Momentum has not been uniform. Congress stripped right-to-repair provisions from the 2026 National Defense Authorization Act despite broad support, both the House’s Data-as-a-Service Solutions for Weapon System Contracts provision and the Senate’s military repair instruction requirements were removed from the final NDAA text. For a state-by-state breakdown of where repair bills stand outside Washington, see our state right-to-repair bills guide.

What Comes Next for Federal R2R Legislation

The February 2025 subcommittee voice vote on H.R. 1566 is the bill’s most significant procedural milestone to date, but the full Energy and Commerce Committee has not yet scheduled a markup. The Senate companion S. 1379, introduced April 9, 2025, has been referred to committee with no hearing date announced as of May 2026.

Three conditions would need to align for floor consideration: a favorable committee markup in the House, companion Senate committee clearance, and inclusion in a broader legislative vehicle — a reconciliation package, infrastructure bill, or NDAA amendment — that provides a path around the crowded floor calendar. The NDAA route has been attempted twice and stripped both times.

The FTC’s existing authority under Section 5 of the FTC Act provides an alternative enforcement pathway. The Commission issued “Nixing the Fix” in 2021, documenting manufacturer restrictions on repair and recommending legislative action. Under the Biden administration, the FTC signaled willingness to act on warranty restrictions; the current Commission’s posture on repair enforcement remains an open question.

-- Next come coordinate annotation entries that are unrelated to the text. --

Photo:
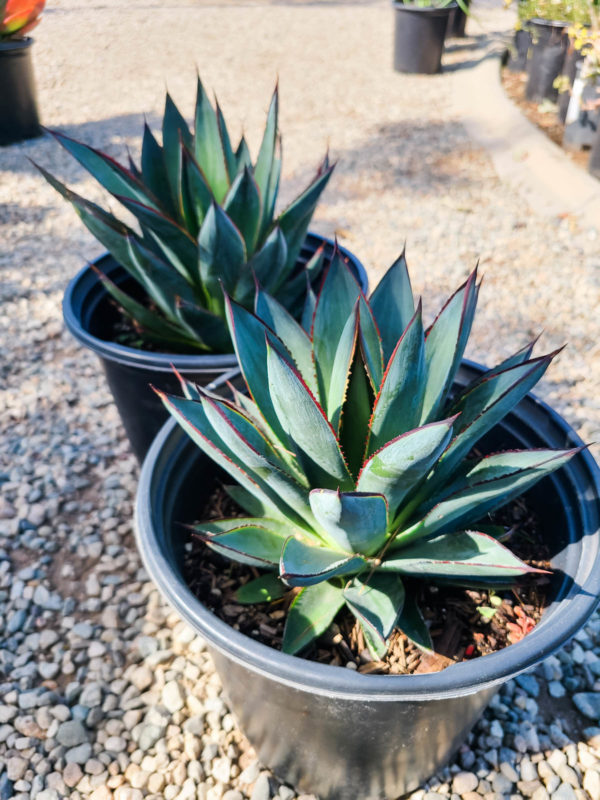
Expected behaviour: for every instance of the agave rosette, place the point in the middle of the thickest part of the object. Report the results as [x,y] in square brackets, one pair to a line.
[18,17]
[350,454]
[206,221]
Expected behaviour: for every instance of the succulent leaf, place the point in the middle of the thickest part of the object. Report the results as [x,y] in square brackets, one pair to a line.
[208,146]
[266,154]
[261,590]
[112,233]
[229,155]
[312,611]
[198,189]
[222,253]
[172,241]
[208,213]
[392,305]
[370,343]
[268,265]
[154,171]
[399,465]
[445,345]
[412,624]
[355,522]
[331,449]
[461,555]
[294,221]
[243,205]
[155,327]
[335,304]
[376,604]
[308,311]
[304,564]
[308,430]
[252,450]
[247,543]
[116,179]
[289,331]
[399,402]
[491,487]
[248,334]
[340,373]
[483,407]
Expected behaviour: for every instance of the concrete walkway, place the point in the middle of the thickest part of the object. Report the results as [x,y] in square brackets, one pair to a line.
[104,693]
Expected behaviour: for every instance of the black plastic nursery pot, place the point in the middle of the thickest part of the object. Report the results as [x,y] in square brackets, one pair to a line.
[549,44]
[419,38]
[457,22]
[519,50]
[572,59]
[18,107]
[332,731]
[90,315]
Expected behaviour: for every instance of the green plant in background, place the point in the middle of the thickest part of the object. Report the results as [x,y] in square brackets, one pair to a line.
[351,454]
[19,17]
[572,11]
[206,220]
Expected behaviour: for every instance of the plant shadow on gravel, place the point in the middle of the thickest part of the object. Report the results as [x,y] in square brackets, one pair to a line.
[419,157]
[110,134]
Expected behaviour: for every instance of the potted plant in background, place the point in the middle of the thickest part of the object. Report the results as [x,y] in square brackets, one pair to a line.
[205,217]
[367,459]
[583,111]
[457,22]
[18,107]
[547,22]
[419,32]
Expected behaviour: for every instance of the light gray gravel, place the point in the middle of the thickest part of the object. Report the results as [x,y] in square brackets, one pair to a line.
[104,693]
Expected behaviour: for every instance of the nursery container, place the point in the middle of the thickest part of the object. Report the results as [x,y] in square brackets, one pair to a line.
[90,314]
[18,107]
[419,38]
[331,731]
[549,46]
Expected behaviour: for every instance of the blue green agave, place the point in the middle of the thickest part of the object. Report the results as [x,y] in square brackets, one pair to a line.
[205,219]
[353,454]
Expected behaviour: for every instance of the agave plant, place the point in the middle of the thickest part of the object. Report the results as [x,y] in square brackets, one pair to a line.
[352,455]
[206,217]
[18,17]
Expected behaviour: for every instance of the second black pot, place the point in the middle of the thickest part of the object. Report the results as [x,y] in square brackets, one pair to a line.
[18,107]
[332,731]
[90,315]
[419,38]
[457,22]
[547,57]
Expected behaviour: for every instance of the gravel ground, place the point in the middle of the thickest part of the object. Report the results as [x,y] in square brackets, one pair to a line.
[104,693]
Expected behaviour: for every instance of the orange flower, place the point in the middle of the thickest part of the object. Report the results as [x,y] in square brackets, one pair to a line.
[19,16]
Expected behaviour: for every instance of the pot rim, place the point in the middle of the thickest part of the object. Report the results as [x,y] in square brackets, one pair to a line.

State legislation continues to accelerate regardless of federal inaction. Fourteen states have enacted some form of right-to-repair law since 2022, creating a patchwork that manufacturers argue makes uniform federal standards preferable to state-by-state compliance. That calculation has emerged as an unexpected pressure point — OEMs that once resisted any federal bill are now weighing whether a single federal standard is less burdensome than 50 divergent state regimes.